Relations de visibilité entre monuments mégalithiques sur terrain boisé
24Parmi les critiques qui ont été adressées à ce type de démarche, figure l’absence de prise en compte du couvert végétal. Dans une analyse similaire pour la nécropole de Bougon, J.-Y. Rossignol faisait remarquer que la présence de boisements en dix endroits critiques suffisait à diminuer de moitié le nombre de relations visuelles entre les sites mégalithiques de ce secteur (Rossignol 2002, fig. 299). Or, l’étude palynologique des quelques carottages disponibles, effectués un peu en aval dans la vallée de la Charente (Marambat 1992) ou dans celle de l’un de ses affluents, la Boëme (Diot et al. 1986), suggère la présence d’un couvert boisé très largement étendu, au cours de l’Atlantique et du SubBoréal. Nous en avons retenu le principe, à défaut de disposer des données nécessaires pour élaborer un modèle de reconstitution paléo environnemental plus précis sur notre zone d’étude. Au lieu de prendre en considération des algorithmes complexes et des procédures avancées de modélisation de la végétation (Llobera 2007) nous avons décidé de modéliser un couvert végétal simplifié (opaque). Cette option nous permettait d’ailleurs de tester la validité de la visibilité des sites sous des critères certainement très exigeants.

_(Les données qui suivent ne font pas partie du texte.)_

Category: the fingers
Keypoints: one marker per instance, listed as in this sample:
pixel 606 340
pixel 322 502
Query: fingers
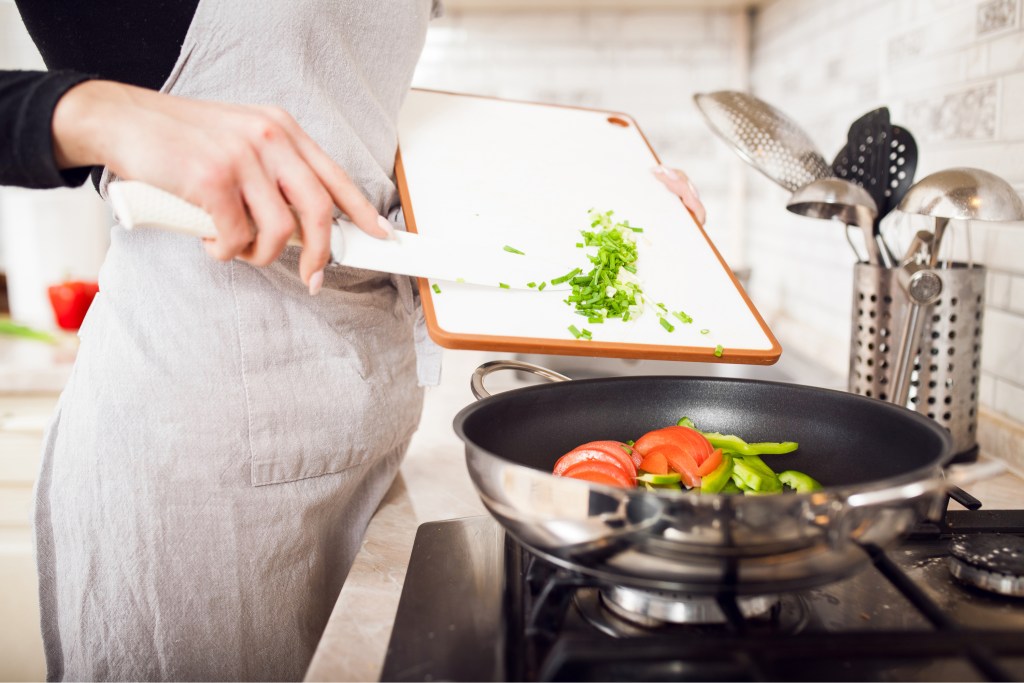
pixel 235 231
pixel 680 184
pixel 313 208
pixel 341 188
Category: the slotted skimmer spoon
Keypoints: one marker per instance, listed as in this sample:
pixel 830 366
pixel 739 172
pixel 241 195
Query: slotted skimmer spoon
pixel 764 137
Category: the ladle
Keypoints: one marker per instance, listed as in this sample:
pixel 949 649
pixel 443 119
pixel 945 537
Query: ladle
pixel 834 199
pixel 966 194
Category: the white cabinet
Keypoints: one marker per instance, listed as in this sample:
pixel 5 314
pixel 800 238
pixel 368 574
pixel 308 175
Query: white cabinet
pixel 23 420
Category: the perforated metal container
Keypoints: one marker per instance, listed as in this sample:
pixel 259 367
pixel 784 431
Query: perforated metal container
pixel 947 361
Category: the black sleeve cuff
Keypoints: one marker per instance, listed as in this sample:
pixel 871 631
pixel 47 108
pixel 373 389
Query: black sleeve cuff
pixel 27 103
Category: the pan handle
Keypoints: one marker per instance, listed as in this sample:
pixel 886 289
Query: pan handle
pixel 476 382
pixel 912 489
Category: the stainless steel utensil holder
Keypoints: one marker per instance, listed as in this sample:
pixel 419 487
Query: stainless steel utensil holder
pixel 946 370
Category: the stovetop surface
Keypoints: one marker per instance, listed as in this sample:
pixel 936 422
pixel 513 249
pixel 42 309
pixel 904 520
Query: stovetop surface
pixel 477 606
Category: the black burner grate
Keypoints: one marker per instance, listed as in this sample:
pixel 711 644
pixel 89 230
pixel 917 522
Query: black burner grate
pixel 555 643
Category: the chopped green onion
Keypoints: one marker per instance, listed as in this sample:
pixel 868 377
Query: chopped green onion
pixel 683 316
pixel 567 275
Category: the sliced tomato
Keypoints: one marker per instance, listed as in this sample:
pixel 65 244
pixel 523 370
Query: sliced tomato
pixel 710 465
pixel 599 472
pixel 616 450
pixel 689 440
pixel 655 463
pixel 679 461
pixel 594 455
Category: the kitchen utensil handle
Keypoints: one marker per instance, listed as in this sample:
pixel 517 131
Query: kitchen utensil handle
pixel 138 204
pixel 476 382
pixel 901 494
pixel 904 355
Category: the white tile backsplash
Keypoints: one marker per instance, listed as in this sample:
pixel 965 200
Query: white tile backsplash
pixel 950 71
pixel 645 63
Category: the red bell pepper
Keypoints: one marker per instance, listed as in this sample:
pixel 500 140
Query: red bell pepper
pixel 71 300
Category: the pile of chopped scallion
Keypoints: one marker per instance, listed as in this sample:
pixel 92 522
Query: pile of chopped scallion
pixel 610 289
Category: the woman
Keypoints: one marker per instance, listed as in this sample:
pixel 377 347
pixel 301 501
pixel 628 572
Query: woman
pixel 224 437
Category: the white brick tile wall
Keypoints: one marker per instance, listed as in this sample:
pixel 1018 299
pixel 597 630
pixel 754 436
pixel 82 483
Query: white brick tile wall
pixel 952 72
pixel 646 63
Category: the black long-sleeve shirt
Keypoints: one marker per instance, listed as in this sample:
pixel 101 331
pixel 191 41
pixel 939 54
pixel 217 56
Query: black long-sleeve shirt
pixel 129 41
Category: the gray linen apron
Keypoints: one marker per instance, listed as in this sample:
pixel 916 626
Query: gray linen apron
pixel 224 437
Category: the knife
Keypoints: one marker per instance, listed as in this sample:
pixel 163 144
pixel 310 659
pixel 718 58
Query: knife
pixel 140 205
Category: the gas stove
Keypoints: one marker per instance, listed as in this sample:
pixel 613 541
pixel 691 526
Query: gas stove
pixel 476 605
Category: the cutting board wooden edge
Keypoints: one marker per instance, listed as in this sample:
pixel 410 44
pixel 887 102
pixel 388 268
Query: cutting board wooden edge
pixel 459 341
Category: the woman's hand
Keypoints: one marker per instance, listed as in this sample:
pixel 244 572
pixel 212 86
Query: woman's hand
pixel 679 184
pixel 246 166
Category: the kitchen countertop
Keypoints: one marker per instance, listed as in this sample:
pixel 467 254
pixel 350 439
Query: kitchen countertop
pixel 434 484
pixel 33 367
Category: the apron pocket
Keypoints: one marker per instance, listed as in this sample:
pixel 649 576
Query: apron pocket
pixel 330 381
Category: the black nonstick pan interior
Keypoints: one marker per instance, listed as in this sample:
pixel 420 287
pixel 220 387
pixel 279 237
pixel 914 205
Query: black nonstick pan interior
pixel 845 439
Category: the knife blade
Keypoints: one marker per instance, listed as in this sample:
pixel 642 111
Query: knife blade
pixel 140 205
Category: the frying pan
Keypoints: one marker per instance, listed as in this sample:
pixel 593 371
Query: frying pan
pixel 881 466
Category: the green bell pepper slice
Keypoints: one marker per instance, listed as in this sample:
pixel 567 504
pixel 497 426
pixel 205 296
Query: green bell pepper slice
pixel 659 479
pixel 732 443
pixel 715 481
pixel 750 477
pixel 800 481
pixel 735 444
pixel 731 487
pixel 665 486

25À partir du MNT initial, une première phase de modélisation a consistée à identifier les formes topographiques du paysage. Cette identification a été possible grâce à l’outil ‘Topographic Position Index’ (Jenness 2006) qui utilise une classification à 10 niveaux. En tenant compte des caractéristiques des différentes classes, ainsi que d’une observation détaillée de la topographie et de l’hydrographie de la région, nous avons attribué une série de valeurs de hauteur potentielle de la végétation : +0 m de hauteur pour les cours d’eau et les très fortes pentes, +2 m de hauteur pour la végétation au bord de l’eau, +4 m de hauteur sur les pentes fortes, +6 m de hauteur sur les pentes moyennes et légères, +10 m de hauteur dans les autres secteurs. À titre d’hypothèse nous nous sommes donc placés dans un cas un peu extrême où la presque totalité du territoire étudié serait couvert de bois dont les frondaisons, suivant les espèces, culmineraient autour d’une dizaine de mètre. Les valeurs du modèle de végétation sont ensuite ajoutées à celles du Modèle Numérique de Terrain. Il est intéressant de signaler que la plupart des monuments mégalithiques, à cause de leur situation, sont entourés d’après ce modèle par des hauteurs de végétation de six à dix mètres.

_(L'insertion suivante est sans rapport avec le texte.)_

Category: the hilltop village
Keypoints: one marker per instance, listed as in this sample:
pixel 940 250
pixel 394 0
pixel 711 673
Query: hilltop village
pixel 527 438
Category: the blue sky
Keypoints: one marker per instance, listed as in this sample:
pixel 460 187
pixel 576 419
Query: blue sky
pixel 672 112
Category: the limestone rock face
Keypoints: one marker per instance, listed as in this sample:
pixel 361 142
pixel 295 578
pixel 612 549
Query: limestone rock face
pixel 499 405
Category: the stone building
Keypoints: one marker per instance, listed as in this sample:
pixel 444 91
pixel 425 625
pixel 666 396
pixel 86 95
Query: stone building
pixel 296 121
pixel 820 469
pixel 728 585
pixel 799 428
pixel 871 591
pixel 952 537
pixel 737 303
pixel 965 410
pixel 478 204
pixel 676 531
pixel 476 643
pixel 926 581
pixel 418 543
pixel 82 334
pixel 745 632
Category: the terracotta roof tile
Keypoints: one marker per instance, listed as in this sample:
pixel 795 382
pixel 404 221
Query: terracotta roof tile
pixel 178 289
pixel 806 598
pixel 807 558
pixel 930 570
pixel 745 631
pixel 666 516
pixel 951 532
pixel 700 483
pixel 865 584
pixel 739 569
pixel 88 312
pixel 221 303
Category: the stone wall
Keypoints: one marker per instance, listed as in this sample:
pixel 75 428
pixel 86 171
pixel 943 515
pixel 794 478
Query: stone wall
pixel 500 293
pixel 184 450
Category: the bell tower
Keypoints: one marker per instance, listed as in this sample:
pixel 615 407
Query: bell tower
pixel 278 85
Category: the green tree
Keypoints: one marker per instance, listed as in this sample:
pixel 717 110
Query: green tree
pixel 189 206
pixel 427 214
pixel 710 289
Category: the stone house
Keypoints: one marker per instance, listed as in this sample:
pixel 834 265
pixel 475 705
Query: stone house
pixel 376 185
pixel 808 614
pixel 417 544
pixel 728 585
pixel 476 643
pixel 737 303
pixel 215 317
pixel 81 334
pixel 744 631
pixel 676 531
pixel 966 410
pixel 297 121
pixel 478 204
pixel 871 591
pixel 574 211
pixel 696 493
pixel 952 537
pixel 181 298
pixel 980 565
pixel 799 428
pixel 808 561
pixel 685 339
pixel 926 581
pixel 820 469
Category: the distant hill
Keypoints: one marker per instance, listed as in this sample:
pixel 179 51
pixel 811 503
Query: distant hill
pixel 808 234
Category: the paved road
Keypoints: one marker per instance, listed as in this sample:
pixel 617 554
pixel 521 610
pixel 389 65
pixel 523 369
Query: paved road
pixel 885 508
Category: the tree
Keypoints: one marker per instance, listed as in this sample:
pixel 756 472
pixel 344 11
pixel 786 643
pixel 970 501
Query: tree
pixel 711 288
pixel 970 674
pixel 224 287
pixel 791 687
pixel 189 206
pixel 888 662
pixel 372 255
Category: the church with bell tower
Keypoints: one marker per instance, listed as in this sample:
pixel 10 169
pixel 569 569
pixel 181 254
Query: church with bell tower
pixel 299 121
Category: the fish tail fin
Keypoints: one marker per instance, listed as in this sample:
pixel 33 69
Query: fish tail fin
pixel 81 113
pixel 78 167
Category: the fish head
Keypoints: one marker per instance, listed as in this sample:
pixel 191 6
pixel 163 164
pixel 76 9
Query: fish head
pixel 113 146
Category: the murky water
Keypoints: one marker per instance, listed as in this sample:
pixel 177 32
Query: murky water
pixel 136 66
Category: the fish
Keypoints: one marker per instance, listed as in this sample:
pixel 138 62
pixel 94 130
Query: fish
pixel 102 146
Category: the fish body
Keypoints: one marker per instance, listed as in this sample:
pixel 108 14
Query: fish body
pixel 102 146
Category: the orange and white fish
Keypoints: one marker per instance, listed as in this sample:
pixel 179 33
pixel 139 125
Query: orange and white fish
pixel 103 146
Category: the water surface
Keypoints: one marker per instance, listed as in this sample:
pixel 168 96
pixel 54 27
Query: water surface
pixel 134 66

26Aujourd’hui la plupart des monuments mégalithiques du Ruffécois, lorsqu’ils ne sont pas recouverts par des vastes forêts, apparaissent comme des buttes boisées au milieu d’un espace ouvert pour les besoins d’une agriculture extensive (fig. 3). C’est-à-dire à peu près l’inverse de ce que l’on peut imaginer pour le Néolithique moyen. À Prissé la-Charrière, outre l’emprise des monuments eux-mêmes, la morphologie du paysage aurait été transformée sur près de deux hectares par le creusement de carrières successives et de marches aménagées à leurs abords, si l’on extrapole les observations effectuées autour du tumulus C à l’ensemble de la Nécropole (Laporte et al. 2001).
27Une deuxième phase de la modélisation a donc consisté à créer une clairière à l’emplacement de tous les monuments pris en compte. Deux hypothèses ont été formulées quant à l’extension de cette clairière, mesurant cent ou deux cent mètres de dégagement autour de chacun d’entre eux. Chaque fois que c’était possible – troisième phase de la modélisation –, il nous a paru important de replacer au centre de la clairière une restitution des masses monumentales correspondantes. Pour ce faire on a retenu la forme et la taille des monuments, soit dix mètres de diamètre et quatre mètres de haut pour les petits monuments circulaires, vingt cinq mètres de diamètre et six mètres de haut pour les grands monuments circulaires, et cent mètres de long, vingt cinq mètre dans sa plus grande largeur et dix mètres de haut pour les grands tumulus allongés. Nous avons déjà fait remarquer que de telles restitutions n’étaient possibles que pour un peu plus d’une vingtaine de monuments seulement. Le modèle numérique de terrain a été modifié en conséquence. Le résultat est donc un MNT qui intègre le volume des monuments et la végétation potentielle (fig. 4).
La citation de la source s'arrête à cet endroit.